Codeplay (based in Edinburgh) are advertising for a full time compiler engineer.
On the mailing lists
Alp Toker kicked off a long thread about the use of Phabricator for code reviews. The main problem is that Phabricator reviews aren't necessarily going through llvm-commits which is potentially harming development. A very sensible step has been taken of filing a feature request with Phabricator for the ability to warn when no mailing list is subscribed to a code review.
James Molloy has shared some rough benchmark data on LLVM targeting Cortex-A57. For SPEC, LLVM is apparently less than 5% behind GCC for most benchmarks. James also lists a number of missed optimisation opportunities he's noticed so far in comparing the output.
Alexander Kornienko questions whether it's time to bump the minimum Python requirement from 2.5 to 2.7. Replies o the thread made the distinction between the minimum to run tests using lit (which is written in Python) and the minimum for tooling scripts that may need to be less portable. Despite 2.5 being ancient, the reason for wanting to support it is for long-lived releases such as RHEL.
Diego Novillo suggests turning on debug column info by default. He found almost no difference in compile time and only a 1% growth in debug info size. There seems to be support for doing this, with the only concern being that some debuggers might not interpret the data properly leading to odd behaviour.

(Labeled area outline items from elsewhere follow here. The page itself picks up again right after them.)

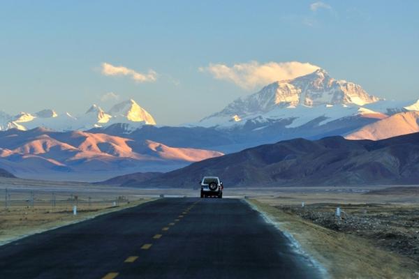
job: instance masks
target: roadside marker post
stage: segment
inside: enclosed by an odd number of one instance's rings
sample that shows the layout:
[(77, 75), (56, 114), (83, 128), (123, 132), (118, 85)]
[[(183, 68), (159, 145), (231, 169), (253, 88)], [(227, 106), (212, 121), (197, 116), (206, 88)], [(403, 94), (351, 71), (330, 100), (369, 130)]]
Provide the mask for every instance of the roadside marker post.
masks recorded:
[(7, 197), (8, 197), (8, 190), (7, 188), (5, 189), (5, 195), (4, 195), (4, 208), (7, 209)]
[(30, 202), (31, 202), (31, 207), (34, 208), (34, 192), (31, 191), (31, 197), (30, 197)]
[(337, 206), (336, 208), (336, 212), (335, 212), (335, 215), (336, 216), (336, 217), (337, 217), (337, 218), (339, 220), (340, 220), (340, 218), (341, 218), (341, 210), (340, 210), (340, 207)]

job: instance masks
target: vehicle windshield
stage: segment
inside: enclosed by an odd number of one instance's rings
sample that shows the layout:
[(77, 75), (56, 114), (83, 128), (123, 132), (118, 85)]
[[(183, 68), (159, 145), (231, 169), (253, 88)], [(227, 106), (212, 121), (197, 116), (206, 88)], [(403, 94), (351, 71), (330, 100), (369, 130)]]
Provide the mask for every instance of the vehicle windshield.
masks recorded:
[(212, 182), (215, 182), (218, 184), (218, 179), (213, 177), (204, 179), (204, 184), (210, 184)]

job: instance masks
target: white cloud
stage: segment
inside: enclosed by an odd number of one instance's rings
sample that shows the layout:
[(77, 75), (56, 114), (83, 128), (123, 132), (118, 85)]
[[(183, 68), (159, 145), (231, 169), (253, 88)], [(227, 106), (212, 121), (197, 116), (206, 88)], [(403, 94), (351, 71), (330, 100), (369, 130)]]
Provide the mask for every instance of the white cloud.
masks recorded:
[(332, 6), (321, 1), (314, 2), (310, 4), (310, 10), (311, 10), (314, 12), (316, 12), (318, 10), (322, 8), (331, 10)]
[(268, 62), (260, 64), (257, 61), (235, 64), (210, 64), (201, 67), (201, 72), (209, 72), (217, 80), (227, 80), (245, 89), (284, 80), (293, 79), (313, 73), (320, 67), (309, 63)]
[(113, 92), (108, 92), (101, 97), (102, 102), (107, 102), (108, 100), (119, 100), (119, 95), (115, 94)]
[(126, 67), (115, 66), (108, 63), (102, 63), (102, 74), (105, 75), (127, 75), (138, 82), (152, 82), (157, 80), (157, 73), (153, 70), (149, 70), (147, 73), (141, 73)]

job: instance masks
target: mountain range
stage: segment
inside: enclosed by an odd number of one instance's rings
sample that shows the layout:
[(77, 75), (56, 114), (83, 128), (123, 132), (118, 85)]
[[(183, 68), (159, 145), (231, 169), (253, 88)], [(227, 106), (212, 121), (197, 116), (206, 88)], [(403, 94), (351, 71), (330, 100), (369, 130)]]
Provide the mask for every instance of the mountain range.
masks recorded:
[(144, 179), (145, 174), (133, 174), (118, 182), (197, 188), (203, 176), (211, 175), (220, 176), (226, 187), (417, 184), (419, 133), (378, 141), (294, 139), (194, 163), (149, 179)]
[(77, 117), (68, 112), (59, 114), (49, 109), (34, 114), (20, 112), (15, 116), (0, 112), (0, 130), (26, 130), (38, 127), (57, 131), (87, 130), (117, 123), (129, 124), (131, 128), (156, 125), (153, 116), (132, 99), (114, 105), (108, 112), (92, 105), (84, 114)]
[(0, 132), (0, 146), (3, 169), (22, 178), (59, 180), (98, 180), (154, 169), (168, 171), (223, 155), (151, 140), (41, 128)]
[[(28, 178), (48, 174), (60, 180), (100, 180), (167, 172), (298, 137), (385, 139), (418, 132), (418, 116), (419, 100), (385, 100), (318, 69), (273, 82), (200, 121), (177, 126), (156, 125), (133, 100), (107, 112), (93, 105), (77, 116), (49, 109), (15, 116), (0, 112), (0, 167)], [(91, 174), (75, 174), (80, 172)]]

David Blaikie found a few regressions in the gdb test suite, but has yet to investigate further.
LLVM commits
A significant overhaul of how vector lowering is done in the x86 backend has been started. While it's under development it's off by default, though it's hoped that in times there will be measurable performance improvements on benchmarks conducive to vectorization. r211888 and more.
X86 FastISel will use EFLAGS directly when lowering select instructions if the condition comes from a compare. It also now supports floating-point selects among other improvements. r211543, r211544, and more.
ScaledNumber has been split out from BlockFrequencyInfo into the Support library. r211562.
The loop vectorizer now features
-Rpass-missed
and-Rpass-analysis
reports. r211721.The developer documentation has been updated to clarify that although you can use Phabricator to submit code for review, you should also ensure the relevant -commits mailing list is added as a subscriber on the review and be prepared to respond to comments there. r211731.
COMDATs have been added to the IR. What's a COMDAT? StackOverflow has you covered. r211920.
The NVPTX backend saw a whole series of commits. r211930, r211932, r211935, and more.
LLVM gained an abstraction for a random number generator (RNG). r211705.
Clang commits
A nice little diagnostic improvement has been added for when the user accidentally puts braces before the identifer, e.g.
int [4] foo;
. r211641.OpenMP learned the 'section' directive (and some more, see the full commit logs). r211685, r211767.